La FAA propose un prix élevé pour permettre aux gens de boire jusqu’au ciel.

Alaska Airlines fait face à une amende civile de 165 090 $. Le régulateur affirme que le transporteur a autorisé les passagers en état d’ébriété à embarquer sur onze vols distincts. Ces incidents se sont déroulés de février 2024 à février 2025*.

(Remarque : le texte original contenait une faute de frappe disant 2025-2026 dans la conclusion tout en indiquant que les incidents se sont produits en 2024-2025. Les délais d’application standard rendent cette dernière probable, nous nous en tenons donc à la fourchette 2024-05.)

Les règles fédérales sont ici brutales. Aucun titulaire de certificat ne peut laisser monter à bord quelqu’un si cette personne semble en état d’ébriété. C’est aussi simple que cela. Ou du moins, cela devrait l’être.

Les détails de ces onze vols spécifiques sont rares. Nous ne connaissons pas les histoires. Juste le nombre global. Vraisemblablement, il y a eu des perturbations. Peut-être des appels à la sécurité. Le genre de truc qui se termine par une escorte policière hors de la passerelle.

L’Alaska a trente jours pour réagir. Ils peuvent payer.

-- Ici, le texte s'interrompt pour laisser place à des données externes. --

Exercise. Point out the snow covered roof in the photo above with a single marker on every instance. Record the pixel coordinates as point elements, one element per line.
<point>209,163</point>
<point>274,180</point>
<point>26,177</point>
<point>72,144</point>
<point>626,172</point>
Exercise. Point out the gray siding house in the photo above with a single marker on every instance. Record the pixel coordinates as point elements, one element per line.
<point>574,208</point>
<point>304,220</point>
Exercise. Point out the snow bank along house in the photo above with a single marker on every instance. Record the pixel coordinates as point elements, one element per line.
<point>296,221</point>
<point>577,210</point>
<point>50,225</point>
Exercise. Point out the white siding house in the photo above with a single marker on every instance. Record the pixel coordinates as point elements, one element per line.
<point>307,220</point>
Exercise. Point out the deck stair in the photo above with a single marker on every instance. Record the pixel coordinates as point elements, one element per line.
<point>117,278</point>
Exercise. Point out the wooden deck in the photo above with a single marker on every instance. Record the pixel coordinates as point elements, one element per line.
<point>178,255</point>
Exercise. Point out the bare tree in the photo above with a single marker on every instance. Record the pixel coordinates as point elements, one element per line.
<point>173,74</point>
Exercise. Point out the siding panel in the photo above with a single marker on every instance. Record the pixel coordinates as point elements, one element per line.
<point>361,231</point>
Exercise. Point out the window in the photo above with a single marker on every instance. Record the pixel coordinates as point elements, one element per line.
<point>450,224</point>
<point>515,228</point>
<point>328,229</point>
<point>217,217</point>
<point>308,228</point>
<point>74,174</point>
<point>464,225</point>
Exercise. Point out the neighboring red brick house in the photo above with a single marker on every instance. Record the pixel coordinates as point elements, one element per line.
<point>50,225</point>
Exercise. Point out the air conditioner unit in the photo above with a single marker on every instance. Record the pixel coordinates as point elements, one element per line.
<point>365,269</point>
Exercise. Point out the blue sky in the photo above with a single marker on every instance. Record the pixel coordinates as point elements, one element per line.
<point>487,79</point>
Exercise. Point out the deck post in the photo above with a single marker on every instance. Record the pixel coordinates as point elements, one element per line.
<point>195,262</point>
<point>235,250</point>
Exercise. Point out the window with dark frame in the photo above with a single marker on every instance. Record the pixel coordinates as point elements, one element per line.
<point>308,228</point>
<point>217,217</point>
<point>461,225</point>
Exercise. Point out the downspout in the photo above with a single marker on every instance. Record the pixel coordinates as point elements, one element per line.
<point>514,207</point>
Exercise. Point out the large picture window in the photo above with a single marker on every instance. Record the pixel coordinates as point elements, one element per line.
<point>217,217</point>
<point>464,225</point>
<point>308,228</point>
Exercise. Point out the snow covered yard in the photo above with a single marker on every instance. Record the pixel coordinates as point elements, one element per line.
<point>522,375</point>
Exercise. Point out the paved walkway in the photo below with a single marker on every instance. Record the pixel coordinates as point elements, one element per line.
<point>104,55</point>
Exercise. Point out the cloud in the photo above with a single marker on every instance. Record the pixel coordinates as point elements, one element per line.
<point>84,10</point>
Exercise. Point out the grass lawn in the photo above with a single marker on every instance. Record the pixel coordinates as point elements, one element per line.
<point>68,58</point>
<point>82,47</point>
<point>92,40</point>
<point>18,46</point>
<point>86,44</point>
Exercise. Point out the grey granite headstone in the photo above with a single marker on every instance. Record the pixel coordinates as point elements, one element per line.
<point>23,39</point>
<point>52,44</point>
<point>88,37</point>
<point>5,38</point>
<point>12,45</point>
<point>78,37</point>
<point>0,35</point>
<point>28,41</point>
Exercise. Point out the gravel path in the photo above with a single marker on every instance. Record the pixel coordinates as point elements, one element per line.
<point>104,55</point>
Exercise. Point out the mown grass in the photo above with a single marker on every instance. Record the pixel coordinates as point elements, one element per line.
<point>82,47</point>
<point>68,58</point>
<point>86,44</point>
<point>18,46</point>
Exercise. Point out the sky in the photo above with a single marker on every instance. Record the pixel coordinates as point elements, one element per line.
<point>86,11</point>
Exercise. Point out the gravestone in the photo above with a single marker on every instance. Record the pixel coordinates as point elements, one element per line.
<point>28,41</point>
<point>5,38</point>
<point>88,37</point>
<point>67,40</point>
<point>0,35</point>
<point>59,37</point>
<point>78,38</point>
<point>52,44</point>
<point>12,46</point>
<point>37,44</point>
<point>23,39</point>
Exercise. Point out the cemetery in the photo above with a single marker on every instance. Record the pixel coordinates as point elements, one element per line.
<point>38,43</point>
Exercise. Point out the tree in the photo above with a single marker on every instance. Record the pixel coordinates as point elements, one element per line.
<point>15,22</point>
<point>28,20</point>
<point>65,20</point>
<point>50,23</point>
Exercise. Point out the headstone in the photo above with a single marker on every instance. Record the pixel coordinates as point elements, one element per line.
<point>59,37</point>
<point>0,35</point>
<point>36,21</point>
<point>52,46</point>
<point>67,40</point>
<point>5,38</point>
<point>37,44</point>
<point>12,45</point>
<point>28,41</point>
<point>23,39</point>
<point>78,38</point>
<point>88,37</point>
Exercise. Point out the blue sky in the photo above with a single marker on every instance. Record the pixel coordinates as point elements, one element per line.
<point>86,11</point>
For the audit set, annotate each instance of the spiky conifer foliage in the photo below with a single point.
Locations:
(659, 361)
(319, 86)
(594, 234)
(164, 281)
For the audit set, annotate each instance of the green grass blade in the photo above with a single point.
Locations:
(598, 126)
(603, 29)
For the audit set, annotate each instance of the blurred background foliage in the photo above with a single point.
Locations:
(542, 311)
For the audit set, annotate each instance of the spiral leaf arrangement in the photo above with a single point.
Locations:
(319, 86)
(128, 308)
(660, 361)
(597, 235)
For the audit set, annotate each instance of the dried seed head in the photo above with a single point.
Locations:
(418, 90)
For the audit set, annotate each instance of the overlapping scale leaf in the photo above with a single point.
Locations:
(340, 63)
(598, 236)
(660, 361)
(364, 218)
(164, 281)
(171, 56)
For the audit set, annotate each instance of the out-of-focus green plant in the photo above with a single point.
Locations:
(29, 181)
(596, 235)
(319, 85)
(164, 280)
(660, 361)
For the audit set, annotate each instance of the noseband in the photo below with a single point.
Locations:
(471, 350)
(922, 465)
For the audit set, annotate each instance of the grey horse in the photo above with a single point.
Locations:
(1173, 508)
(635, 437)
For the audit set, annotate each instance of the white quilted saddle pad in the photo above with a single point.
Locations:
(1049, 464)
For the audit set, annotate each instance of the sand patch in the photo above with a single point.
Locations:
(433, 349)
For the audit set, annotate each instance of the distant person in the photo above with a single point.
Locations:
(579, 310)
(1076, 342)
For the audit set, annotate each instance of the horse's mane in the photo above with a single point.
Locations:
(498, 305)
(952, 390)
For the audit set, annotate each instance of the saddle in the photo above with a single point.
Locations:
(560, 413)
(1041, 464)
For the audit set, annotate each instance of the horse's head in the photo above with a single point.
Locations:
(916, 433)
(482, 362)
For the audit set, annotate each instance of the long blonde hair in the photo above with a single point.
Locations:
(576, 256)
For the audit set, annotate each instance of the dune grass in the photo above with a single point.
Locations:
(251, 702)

Ou ils peuvent se battre.

La compagnie aérienne basée à Seattle a publié une déclaration très corporative et très prudente :

“Nous prenons au sérieux notre responsabilité de fournir un environnement sûr et sécurisé… nous avons apporté des changements significatifs… y compris une formation améliorée… Nous respectons les résultats de l’audit.”

Ils affirment avoir mis à jour la formation des agents de bord et du personnel au sol depuis que la FAA a signalé des inquiétudes il y a plus d’un an. La confiance est élevée, apparemment.

Mais cette amende est-elle raisonnable ?

La FAA inflige souvent des amendes aux transporteurs pour les retards sur le tarmac. Ou pour avoir ignoré les réglementations en matière d’invalidité. Cela semble différent. Le régulateur cible-t-il l’Alaska ? Ou est-ce juste le premier domino ?

Voici le problème. Le vol moderne est sans friction. Vous vous enregistrez en ligne. Vous scannez votre propre pass à la porte. Vous saluez un agent en montant dans le jet. Les contacts sont minimes.

Il est demandé aux agents de bord de repérer les problèmes à la porte. Bonne idée. Exécution plus dure.

Pensez-y. Des dizaines de millions de passagers transitent chaque année par ces terminaux. Est-il possible d’attraper tout le monde ?

Peut être. Mais les gens réagissent différemment à l’alcool.

Certains deviennent des bêtes agressives après une seule pinte. Autres? Ils deviennent simplement confortables. Je tombe principalement dans ce dernier camp. Lors des voyages intérieurs, je sirote de l’eau. En première classe internationale long-courrier ? Techniquement, je pourrais être considéré comme intoxiqué selon les normes de la FAA. Est-ce que je dérange quelqu’un ? Non.

Dans les cabines premium nationales, les préposés se feront un plaisir de servir quatre boissons par saut de quarante minutes. Nous le voyons tous. Nous hochons la tête. Si le passager reste à son siège, l’amende est-elle importante ?

La FAA semble se soucier du risque, et pas seulement de la réalité des perturbations.

Cela semble délicat. Les transporteurs ne peuvent pas contrôler le taux d’alcoolémie de chaque voyageur. La véritable cible devrait être le comportement. L’agression. La perturbation. Pas la personne qui voulait juste se détendre à trente mille pieds.

Nous verrons si d’autres compagnies aériennes recevront la prochaine lettre.

Je soupçonne qu’ils le feront. L’industrie est suffisamment grande pour absorber la douleur. Et suffisamment petit pour que tout le monde fasse la même erreur.